“You can’t be serious,” he said incredulously. “Why isn’t the road in front of this house the city limit? There’s only cotton fields on the other side of it! I feel like a planter every time I go out the front door!”
“I don’t know,” Catherine said. She was looking around the kitchen, which her father had used for the shelving of medicines and supplies of plastic gloves and tongue depressors. The little stool Leona had used to get supplies from the top shelf was still sitting by the door. “The line runs right through my backyard.”
Tom shook his head darkly at this piece of town planning, and Catherine wandered back out into the living room. The office-the house, she corrected herself-was as familiar to her as her own home, and it felt strange being a guest in it.
She sat down in the caved-in chair and leaned forward to see what magazines Tom bought. A photography glossy, Playboy, Time. The phone placed so neatly by the stack was a princess type. On the smooth back of the receiver Tom had pasted a list of phone numbers. It was not an extensive list. Tom was not integrated into the town’s life yet, since he had been gone on weekends for the past months. Catherine noted that her own number topped the list. He really doesn’t know any girls, she thought wryly.
But Tom was attractive in a long dark way, and Leila, the Gazette secretary-receptionist, had been giving him the eye ever since he started work. With the fiancée out of the picture, maybe Tom would wake up to Leila’s adoring brown eyes.
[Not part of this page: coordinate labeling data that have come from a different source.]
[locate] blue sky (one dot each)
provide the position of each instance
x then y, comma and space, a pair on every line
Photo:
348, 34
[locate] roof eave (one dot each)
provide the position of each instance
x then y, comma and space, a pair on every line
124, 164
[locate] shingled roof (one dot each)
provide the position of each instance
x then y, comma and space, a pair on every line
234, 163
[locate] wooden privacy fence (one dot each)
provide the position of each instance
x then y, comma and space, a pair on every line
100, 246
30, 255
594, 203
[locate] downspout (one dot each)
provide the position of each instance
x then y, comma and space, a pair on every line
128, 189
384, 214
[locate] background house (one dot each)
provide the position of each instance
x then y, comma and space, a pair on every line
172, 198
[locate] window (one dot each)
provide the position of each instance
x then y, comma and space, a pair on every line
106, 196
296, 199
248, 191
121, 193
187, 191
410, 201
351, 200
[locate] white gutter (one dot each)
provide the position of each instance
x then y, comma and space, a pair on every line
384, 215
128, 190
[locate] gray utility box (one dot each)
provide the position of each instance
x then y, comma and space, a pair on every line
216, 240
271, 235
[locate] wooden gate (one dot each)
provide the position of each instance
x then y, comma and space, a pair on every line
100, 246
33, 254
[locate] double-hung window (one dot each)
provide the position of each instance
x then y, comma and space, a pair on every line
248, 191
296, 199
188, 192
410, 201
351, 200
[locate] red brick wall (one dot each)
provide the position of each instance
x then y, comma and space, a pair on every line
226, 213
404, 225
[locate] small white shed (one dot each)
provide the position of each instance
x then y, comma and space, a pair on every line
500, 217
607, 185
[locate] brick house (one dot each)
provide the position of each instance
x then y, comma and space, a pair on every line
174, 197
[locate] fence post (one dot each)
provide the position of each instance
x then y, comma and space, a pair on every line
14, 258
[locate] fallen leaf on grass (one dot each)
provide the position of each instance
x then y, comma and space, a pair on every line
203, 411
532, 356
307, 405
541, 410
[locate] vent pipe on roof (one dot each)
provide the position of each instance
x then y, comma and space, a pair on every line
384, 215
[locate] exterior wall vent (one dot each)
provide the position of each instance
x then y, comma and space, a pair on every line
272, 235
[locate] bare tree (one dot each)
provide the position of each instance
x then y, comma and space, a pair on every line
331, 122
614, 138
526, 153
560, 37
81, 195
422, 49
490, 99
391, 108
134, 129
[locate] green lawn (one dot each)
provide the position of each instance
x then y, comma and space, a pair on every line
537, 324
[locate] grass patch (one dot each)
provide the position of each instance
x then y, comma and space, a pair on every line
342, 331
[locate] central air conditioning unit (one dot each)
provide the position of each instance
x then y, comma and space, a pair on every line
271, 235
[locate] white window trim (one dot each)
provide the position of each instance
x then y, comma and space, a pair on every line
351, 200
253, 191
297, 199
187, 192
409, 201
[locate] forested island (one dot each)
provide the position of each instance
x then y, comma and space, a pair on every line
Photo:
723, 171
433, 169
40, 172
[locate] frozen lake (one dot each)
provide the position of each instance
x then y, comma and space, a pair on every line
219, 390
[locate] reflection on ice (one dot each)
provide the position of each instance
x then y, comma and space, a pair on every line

“How did your dad stand having his office and house so close?” he asked as he handed Catherine her can of beer.
“The house I live in now was my grandparents’,” she explained. “When my dad finished medical school and moved back in with them, they were already getting old. They had him late, and he was an only child. So he wanted to be close to them in case of an emergency, and my mother didn’t mind living with them. This house was up for sale. So it was convenient to him.” She sighed. “Things were different then. People would come at night-” and Catherine stopped dead.